While one report citing a $55 billion value for the Chinese book market cannot be taken as gospel, a new report from China’s online giant Alibaba adds weight to the possibility the USA’s claim to be the world’s largest book market is now out of date.

As reported here at TNPS a few days ago, a report from China’s Books and Periodicals Distribution Association valued the Chinese publishing industry at $55 billion in 2018, which if confirmed will make China far and away the largest publishing market on the planet.

China ended 2018 with 225,000 bookstores and a $55 billion valuation. Has China usurped the US as the world’s largest publishing market?


Alibaba, which drew its numbers from its own online platforms, including Tmall, Taobao, Xianyu and the Alibaba ebook store Alibaba Literature, attributed the increase to,

easy and convenient ways to buy books and the popularity of e-books.

The report asserts 30 million additional readers appeared in 2018, mostly from those born in the 1990s and 2000s, purchasing an average of 5.5 print books, but in this demographic ebooks were the preferred reading format.
Alibaba offered a further breakdown:

Compared with their elders, young Chinese born in the 1990s and 2000s prefer e-books to print books. 46% percent of e-book readers are people born in the 1990s. People aged 18 to 34 account for more than 60 percent of users on Tmall’s e-reading app. The peak time for reading books on cellphones is from 9 pm to 11 pm.
Fiction, success literature and books in social sciences and the humanities are the most popular book genres for e-reading, while for traditional reading, people turn to children’s literature, textbooks and supplemental materials, picture books, magazines and journals.
The year 2018 also saw a boom in sales, swaps or giveaways of used books. Data from Xianyu showed that over the past year, Guangdong residents traded or gave away 1.59 books per person on average, the most in China, followed by Shanghai residents with 1.11 books and Beijing residents with 1.08 books.

Via China Daily.
Given its 1.4 billion population and its 800 million internet users this addition of 30 million readers – something a book market like the US, operating at near saturation point, can only dream of – is entirely plausible, but the real question is, could this be just the tip of the iceberg?
Alibaba is certainly a major player in the China book market, but it’s not the only player. In terms of ebooks and online literature sales Alibaba Literature is generally recognized as coming second to Tencent’s China Literature, which was spun off last year for $1.1 billion IPO.

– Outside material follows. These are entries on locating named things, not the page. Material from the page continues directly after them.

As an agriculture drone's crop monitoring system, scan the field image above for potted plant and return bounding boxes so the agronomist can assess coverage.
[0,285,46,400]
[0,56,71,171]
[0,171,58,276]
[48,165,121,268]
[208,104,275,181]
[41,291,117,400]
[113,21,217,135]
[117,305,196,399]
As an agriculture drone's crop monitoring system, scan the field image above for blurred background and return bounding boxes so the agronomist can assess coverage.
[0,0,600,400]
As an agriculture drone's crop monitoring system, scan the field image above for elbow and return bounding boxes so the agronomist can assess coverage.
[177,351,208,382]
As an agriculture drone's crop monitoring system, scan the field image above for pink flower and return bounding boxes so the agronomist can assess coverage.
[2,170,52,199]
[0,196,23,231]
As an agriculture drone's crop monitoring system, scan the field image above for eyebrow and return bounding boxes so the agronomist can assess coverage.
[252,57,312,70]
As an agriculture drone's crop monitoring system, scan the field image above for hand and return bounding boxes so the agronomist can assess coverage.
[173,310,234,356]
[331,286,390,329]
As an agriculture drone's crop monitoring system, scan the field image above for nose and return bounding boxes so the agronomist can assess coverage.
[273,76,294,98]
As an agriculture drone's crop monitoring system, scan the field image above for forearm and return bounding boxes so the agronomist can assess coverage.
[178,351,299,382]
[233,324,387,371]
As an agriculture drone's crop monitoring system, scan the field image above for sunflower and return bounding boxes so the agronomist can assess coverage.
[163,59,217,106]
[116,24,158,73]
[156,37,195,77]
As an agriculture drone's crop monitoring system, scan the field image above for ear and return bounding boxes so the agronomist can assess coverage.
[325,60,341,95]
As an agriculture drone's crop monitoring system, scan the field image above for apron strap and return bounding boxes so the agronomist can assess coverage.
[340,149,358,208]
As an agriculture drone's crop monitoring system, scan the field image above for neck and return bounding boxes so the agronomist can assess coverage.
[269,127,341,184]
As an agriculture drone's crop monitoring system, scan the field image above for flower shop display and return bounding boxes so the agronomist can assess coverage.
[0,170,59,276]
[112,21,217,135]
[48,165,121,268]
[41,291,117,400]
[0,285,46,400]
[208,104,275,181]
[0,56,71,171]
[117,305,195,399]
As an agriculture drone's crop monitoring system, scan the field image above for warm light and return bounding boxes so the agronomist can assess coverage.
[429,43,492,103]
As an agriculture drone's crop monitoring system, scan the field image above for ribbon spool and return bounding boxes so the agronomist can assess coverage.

Tencent’s China Literature IPO the biggest in a decade


And presumably few if any of sales from the 225,000 bookstores that China ended the year with will be included in the Alibaba numbers.
Back in April 2018 it was being suggested the Chinese ebook market alone could top a $5 billion valuation by 2020.
If we allow for Alibaba’s 30 million new readers in 2018 and then assume even a conservatively similar figure from other players, then whatever the actual volume and value of the China book market we can safely assume it will be much bigger than we’ve previously allowed.